LONDON—Oil futures clawed back some of last week's heavy losses Monday, but trimmed earlier gains as the dollar gathered strength.
The front-month March contract on the New York Mercantile Exchange was recently six cents higher at $71.25 a barrel after earlier hitting $72.08 a barrel. The front-month March Brent contract on London's ICE futures exchange was 11 cents higher at $69.70 a barrel.
Oil prices tend to retreat when the greenback strengthens as dollar-denominated commodities such as crude become more expensive for investors holding other currencies.

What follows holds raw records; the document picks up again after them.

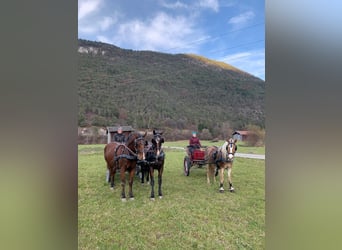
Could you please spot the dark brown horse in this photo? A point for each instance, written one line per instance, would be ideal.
(220, 159)
(124, 157)
(155, 157)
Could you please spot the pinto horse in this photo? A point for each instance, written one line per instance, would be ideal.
(220, 159)
(155, 157)
(124, 157)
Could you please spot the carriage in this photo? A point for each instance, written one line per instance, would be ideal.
(194, 158)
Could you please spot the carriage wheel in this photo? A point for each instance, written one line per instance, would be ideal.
(186, 166)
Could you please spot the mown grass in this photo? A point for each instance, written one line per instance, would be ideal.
(191, 215)
(242, 148)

Analysts remained upbeat about the prospects of a recovery in oil prices despite the sovereign debt woes in Europe and talk of tighter credit in China sapping confidence in a rapid economic recovery.
Dennis Gartman, editor and publisher of the Gartman Letter, cautioned against bearish exuberance, noting that the contango price structure—in which near-term futures contracts are cheaper than contracts further out into the future—has narrowed on the back of recent price falls, and could signal a bounce back in oil prices.
"When contangos narrow as prices fall rather than widening this has historically been a sign of impending strength not impending weakness," Mr. Gartman said. "After the severity of the recent weakness, some 'bounce' is more than overdue ... it is long overdue; indeed, it is almost necessary."
Meanwhile, there was hope that colder weather in the northern hemisphere, bargain hunting by traders and a hiatus in the dollar rally could help crude recover from last week's losses.
"For now, we would venture to say that a measure of stability could be with us over the next day or two, as a combination of short-covering, this week's colder weather in the U.S., and a bit of a pause in the dollar rally could give commodity complexes a little room to push higher," said Edward Meir, senior commodity analyst at MF Global in New York.
However, other analysts remained less sanguine, arguing that fundamentally oil demand hasn't made a meaningful recovery despite colder weather in the northern hemisphere that bolstered seasonal demand for middle distillates.
"There are currently no signs that the underlying demand is picking up," said commodity analysts at Commerzbank led by Eugen Weinberg in Frankfurt. "The first cold spell at the beginning of this year already did not result in a noticeable decline in crude oil inventories and the oil price should, in general, continue its downward trend." Last week inventory figures from the U.S. Department of Energy revealed a surprise 2.3-million-barrel build in crude stocks.
Elsewhere, ICE's gasoil contract for February delivery was down $8.25 at $567.00 a metric ton, while Nymex gasoline for March delivery was up 36 points at 189 cents a gallon.